The forthcoming budget must further relax business taxes and minimise the growing risk of closures and redundancies across SMEs, warns Azets, the UK’s largest accountancy and business advisory firm for SMEs and top 10 accountancy firm. Azets has offices throughout Hampshire and Dorset, including Southampton, Portsmouth, Bournemouth, Winchester, Romsey and Havant.

IMG_3706-(4)-(2)-Heather-Williams-Azets

Heather Williams, tax partner based in the recently opened Azets Bournemouth office, said: “SMEs are the backbone of the UK economy and they are being starved of cash. We urge the chancellor to use tax relief to help businesses retain cash flow. Without cash, a business cannot survive and there are too many businesses now in that position. There is already a cash flow crisis that is threatening the backbone of our economy and, unless tackled urgently, will trigger the closure of many otherwise sound businesses. The chancellor last year introduced a raft of measures that protected businesses and prevented mass unemployment, however, many businesses that are now mothballed, such as those in the hospitality sector, are still having to maintain buildings, pay insurance and finance debt.”

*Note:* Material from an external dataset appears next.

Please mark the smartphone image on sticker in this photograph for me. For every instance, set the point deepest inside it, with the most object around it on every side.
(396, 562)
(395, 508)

Azets has outlined eight essential tax reductions and reliefs that would provide SMEs with the cash and the time they need to survive into 2022 and beyond:

  • Extend the 5% VAT hospitality rate to all VAT registered businesses
  • Encourage investment by doubling the annual investment allowance to £2 million
  • Support start-ups with a 10% corporation tax on turnover up to £500,000
  • Encourage recruitment by reducing employers NIC to 12% (currently 13.8%)
  • Support youth recruitment with employers NIC rate of 10%
  • Encourage investment in technology with 200% capital allowances up to £1m
  • Support entrepreneurship by maintaining lifetime relief at £1m
  • Reduce corporation tax to 15% (currently 19%)

Williams concluded: “A perfect storm is looming in the next few months when furlough comes to an end and banks start demanding repayment of loans that were deferred under the repayment holiday scheme. Banks will also look to recover CBIL and BBLs loans arranged last year.

“Time and cash are the key to prevent the large number of distressed businesses becoming closed businesses. The economy needs the chancellor to go further with support measures, and the most effective way is to ease business taxes. It means further government borrowing, but it is a necessary and vital intervention.”